Knedos, approx. 406 - 355 B.C.

The greatest of the mathematics and astronomers of the time of Plato, Eudoxos of Knidos (400-350 BC approximately). He broadened the theory of numbers beyond the Pythagorean tradition by proving the existence of irregular substances, and inventing methods of calculating curved surfaces. Moreover, with the homocentric sphere system he invented, he gave the first well documented explanation of the planets movement, and presenting yet once more the persistence of ancient Greek to the perfection of the sphere. He was the one applying geometry to the science of astronomy, and the one to outline the fact that there should be interaction between theory and observation, a basic principle to astronomy ever since.

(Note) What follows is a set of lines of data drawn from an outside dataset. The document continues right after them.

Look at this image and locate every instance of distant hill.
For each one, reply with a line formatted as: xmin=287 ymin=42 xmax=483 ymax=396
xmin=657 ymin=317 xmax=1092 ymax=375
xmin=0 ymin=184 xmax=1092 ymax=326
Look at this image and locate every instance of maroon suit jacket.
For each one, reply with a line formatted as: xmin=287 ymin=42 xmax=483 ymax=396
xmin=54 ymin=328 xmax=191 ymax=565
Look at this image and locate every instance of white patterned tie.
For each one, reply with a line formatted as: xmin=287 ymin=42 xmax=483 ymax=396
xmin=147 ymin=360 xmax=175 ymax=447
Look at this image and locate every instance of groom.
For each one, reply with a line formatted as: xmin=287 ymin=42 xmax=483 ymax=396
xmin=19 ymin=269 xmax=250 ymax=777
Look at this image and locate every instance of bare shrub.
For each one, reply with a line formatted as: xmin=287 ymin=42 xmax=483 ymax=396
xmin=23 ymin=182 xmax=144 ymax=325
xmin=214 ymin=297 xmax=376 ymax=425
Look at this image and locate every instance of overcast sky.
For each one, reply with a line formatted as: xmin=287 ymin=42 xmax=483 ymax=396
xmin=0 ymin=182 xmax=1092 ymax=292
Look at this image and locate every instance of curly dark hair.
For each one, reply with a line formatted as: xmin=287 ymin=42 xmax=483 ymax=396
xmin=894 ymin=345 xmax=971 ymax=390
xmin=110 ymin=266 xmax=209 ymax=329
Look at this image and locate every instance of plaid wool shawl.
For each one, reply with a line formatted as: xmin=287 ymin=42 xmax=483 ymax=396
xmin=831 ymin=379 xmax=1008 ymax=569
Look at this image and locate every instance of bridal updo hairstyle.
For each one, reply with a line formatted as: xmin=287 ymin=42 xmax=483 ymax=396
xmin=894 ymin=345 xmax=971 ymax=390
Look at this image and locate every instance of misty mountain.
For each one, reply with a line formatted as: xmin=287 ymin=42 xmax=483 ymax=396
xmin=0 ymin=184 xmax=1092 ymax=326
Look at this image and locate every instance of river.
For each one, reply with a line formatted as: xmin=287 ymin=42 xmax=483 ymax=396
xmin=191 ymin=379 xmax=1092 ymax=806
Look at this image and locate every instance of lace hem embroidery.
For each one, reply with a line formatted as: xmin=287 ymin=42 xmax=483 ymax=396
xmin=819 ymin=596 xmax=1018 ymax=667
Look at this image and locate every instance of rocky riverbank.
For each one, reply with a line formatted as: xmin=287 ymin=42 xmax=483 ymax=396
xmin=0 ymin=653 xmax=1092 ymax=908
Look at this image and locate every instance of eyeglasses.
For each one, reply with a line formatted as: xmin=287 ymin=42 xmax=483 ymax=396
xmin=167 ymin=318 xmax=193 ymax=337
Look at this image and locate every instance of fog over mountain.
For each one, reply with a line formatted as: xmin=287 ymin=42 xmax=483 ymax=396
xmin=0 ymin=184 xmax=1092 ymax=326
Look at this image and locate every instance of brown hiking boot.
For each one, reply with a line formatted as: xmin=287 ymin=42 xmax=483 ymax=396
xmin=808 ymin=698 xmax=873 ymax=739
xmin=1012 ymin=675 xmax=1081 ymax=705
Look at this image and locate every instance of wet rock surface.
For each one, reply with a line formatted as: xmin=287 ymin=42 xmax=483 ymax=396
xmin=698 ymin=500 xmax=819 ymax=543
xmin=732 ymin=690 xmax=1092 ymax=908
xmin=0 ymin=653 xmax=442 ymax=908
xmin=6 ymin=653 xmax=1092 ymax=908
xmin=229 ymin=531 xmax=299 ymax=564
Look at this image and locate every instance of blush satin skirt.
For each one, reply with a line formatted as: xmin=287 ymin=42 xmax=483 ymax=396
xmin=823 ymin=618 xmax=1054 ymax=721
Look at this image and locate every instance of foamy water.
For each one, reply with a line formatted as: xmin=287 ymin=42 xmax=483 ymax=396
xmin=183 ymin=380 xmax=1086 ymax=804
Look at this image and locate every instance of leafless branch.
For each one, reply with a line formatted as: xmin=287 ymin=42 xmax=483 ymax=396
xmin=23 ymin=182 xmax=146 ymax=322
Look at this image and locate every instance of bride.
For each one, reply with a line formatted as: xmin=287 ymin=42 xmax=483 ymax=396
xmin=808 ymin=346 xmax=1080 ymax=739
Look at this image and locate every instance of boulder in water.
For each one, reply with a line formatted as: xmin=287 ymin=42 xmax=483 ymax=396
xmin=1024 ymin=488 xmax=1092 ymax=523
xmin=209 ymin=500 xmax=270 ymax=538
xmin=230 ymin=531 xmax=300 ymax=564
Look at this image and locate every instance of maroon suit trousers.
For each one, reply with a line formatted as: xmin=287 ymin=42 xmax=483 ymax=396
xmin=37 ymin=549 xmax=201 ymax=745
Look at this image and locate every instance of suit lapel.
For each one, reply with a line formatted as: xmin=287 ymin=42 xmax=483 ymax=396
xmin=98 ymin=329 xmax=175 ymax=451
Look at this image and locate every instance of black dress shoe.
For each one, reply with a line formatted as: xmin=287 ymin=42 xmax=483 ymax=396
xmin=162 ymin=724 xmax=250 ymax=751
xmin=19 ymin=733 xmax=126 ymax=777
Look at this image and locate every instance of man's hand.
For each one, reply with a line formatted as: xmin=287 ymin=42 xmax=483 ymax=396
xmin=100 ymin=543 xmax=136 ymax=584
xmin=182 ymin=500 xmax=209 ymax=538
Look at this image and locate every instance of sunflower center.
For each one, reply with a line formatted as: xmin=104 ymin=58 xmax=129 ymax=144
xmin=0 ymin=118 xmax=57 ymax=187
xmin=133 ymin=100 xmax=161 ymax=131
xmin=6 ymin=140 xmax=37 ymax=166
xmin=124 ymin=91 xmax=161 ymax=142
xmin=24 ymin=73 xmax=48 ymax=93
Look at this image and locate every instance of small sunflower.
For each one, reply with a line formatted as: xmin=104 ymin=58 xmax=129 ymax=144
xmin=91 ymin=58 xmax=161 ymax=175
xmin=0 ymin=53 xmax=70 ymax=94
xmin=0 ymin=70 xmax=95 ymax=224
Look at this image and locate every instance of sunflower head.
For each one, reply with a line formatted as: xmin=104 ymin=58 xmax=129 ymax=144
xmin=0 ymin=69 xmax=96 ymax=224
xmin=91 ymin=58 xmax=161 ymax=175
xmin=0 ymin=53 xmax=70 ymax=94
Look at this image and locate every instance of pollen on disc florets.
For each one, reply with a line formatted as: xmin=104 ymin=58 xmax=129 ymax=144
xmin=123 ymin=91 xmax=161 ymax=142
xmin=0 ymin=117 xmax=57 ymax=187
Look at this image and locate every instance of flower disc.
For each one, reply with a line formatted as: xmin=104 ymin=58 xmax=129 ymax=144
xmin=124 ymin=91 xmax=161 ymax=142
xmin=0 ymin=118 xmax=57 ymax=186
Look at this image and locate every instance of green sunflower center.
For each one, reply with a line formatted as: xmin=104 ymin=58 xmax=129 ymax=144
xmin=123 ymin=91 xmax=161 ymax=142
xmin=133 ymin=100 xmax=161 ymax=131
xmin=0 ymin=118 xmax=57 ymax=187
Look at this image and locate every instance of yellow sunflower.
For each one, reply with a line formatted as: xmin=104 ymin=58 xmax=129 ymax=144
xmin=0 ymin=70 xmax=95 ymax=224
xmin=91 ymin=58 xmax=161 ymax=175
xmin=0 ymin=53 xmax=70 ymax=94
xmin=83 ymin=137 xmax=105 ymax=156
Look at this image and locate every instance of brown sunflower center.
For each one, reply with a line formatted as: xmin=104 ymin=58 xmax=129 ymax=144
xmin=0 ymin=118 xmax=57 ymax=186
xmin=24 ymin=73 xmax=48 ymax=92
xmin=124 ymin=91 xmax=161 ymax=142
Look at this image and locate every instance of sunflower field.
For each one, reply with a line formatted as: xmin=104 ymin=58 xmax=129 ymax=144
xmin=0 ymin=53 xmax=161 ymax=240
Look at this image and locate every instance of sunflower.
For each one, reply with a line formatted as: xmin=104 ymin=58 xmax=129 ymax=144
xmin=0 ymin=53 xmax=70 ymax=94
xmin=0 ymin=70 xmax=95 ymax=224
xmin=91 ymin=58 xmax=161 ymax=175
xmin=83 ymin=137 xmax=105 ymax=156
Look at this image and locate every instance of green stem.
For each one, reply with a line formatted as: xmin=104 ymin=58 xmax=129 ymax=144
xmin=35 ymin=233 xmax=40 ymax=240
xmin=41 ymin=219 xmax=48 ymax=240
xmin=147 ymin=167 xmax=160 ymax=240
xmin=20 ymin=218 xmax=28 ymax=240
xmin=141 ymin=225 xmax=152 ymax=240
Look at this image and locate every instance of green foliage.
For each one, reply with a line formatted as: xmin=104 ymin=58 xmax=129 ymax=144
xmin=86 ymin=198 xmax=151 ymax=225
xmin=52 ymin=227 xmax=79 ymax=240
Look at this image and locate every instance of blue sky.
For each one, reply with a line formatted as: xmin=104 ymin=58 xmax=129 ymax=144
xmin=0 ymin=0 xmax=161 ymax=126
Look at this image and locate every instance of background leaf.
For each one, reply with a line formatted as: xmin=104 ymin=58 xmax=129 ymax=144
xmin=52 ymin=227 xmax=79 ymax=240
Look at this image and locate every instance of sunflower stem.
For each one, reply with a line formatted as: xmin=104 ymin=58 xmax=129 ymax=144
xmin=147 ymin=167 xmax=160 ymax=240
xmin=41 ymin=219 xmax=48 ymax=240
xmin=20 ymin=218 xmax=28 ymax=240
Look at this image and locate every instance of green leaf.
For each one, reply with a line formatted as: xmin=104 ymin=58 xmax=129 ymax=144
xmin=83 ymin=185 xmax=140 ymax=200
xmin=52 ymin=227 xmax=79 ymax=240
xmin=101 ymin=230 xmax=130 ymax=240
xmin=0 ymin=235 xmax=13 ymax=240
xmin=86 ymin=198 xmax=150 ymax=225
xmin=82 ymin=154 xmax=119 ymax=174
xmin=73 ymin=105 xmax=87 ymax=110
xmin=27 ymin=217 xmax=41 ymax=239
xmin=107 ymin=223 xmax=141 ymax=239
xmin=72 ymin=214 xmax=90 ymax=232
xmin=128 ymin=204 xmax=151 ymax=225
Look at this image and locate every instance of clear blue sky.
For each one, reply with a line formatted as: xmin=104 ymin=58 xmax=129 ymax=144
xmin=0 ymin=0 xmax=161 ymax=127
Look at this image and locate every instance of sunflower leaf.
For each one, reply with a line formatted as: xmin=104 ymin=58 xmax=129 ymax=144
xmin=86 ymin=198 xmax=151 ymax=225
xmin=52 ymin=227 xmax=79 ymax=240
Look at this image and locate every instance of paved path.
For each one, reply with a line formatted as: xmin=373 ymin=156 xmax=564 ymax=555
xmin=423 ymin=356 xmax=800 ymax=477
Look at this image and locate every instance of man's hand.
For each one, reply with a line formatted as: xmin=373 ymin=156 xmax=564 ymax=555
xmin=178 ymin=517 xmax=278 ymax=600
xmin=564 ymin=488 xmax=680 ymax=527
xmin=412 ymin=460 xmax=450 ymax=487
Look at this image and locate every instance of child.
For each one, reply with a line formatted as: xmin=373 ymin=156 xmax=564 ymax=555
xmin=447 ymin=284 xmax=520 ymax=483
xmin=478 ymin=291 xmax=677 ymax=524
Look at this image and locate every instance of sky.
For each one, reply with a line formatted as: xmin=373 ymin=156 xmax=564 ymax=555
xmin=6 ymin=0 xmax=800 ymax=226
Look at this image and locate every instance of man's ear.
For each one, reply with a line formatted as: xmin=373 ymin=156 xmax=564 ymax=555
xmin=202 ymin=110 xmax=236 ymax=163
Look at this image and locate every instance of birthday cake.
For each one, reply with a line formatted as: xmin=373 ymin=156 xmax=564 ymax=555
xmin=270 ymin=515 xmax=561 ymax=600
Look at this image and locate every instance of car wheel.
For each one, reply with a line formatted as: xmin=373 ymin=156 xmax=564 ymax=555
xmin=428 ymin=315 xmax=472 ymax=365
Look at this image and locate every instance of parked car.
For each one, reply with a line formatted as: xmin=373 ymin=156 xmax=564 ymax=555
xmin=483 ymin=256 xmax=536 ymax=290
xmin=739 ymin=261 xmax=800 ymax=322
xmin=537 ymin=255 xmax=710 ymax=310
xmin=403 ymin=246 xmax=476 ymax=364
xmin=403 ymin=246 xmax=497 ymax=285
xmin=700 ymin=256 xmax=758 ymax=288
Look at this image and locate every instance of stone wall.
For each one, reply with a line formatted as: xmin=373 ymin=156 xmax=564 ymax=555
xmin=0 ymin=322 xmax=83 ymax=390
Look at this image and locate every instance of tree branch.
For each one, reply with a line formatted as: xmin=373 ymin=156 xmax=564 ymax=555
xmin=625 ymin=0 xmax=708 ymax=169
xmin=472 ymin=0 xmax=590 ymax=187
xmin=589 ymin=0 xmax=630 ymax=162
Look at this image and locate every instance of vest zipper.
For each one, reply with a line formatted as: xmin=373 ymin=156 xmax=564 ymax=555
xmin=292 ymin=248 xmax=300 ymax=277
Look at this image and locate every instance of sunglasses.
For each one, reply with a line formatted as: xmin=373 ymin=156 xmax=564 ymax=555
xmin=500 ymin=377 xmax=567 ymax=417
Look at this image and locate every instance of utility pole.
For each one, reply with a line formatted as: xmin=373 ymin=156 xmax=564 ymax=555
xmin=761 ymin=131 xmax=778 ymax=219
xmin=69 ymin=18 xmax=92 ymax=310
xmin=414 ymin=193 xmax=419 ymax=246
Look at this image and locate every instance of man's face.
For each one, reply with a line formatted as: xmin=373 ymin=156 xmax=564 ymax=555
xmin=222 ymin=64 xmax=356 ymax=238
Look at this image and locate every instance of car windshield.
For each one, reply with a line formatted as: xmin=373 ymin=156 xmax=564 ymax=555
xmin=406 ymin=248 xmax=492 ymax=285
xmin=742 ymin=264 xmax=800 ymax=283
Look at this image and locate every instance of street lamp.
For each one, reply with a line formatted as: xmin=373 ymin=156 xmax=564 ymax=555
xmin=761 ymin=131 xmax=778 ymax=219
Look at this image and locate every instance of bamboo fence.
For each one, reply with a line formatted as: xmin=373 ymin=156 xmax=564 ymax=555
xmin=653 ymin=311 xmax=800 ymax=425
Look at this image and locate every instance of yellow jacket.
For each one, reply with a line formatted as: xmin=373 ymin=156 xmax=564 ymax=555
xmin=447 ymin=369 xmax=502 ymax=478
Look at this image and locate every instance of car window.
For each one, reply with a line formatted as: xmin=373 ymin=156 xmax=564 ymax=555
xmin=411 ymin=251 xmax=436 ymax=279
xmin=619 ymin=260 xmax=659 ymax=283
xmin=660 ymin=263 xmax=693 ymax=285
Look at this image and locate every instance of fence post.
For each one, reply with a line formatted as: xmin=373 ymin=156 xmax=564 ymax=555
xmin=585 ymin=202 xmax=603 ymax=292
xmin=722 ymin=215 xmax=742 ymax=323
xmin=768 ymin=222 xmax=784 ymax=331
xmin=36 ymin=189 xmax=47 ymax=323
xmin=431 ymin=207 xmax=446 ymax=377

He studies mathematics and medicine to a school with a reputation similar to that of Hippocrates (the greatest doctor of ancient Greece). A rich doctor, impressed by his abilities, sponsored him to go to Athens and study at Plato's academy. He lived in Egypt for 18 months, during the reign of Nectanevo the First. In Heliopolis (nowadays a suburb of Cairo) he was initiated into the Egyptian wisdom, including astronomy. It was there that he wrote "8 years", his first important work, probably after studying Venus. Later on he travelled to Propontis Sea teaching, and then returned to Athens where he became a well known legislator.

Eudoxos made two important contributions to mathematics, one being the theory of analogy, and the other the theory of depletion, both attributed to Eudoxos by Proklos and Archimedes. It might be that the theory of axioms of Eukleides was first induced by Eudoxos.

It is often said that it was Aristarchos of Samos who first calculated the distance between Earth from the Moon and the Sun, but there is a possibility that it was Eudoxos who found it. He gave a solution to another astronomical problem, explaining mathematically the phenomenal movement of the Sun, Moon, and the five known planets, by defining each one's distance from Earth, order being Moon, Mercury, Venus, Sun, Mars, Jupiter and Saturn.

He created a model of 27 spheres, placing on the external sphere every stable star so as to consider their daily movement, and building a model of connected spheres for each one of the celestial bodies, 3 for the sun, 3 for the moon, 4 for each of the remaining planets, each sphere with the desired pitch and velocity.

After his death, at around 350 BC, mathematic science was led to new frontiers due to his contribution, His idea that a normal circular movement can explain all celestial movement survived until the 17th century AD.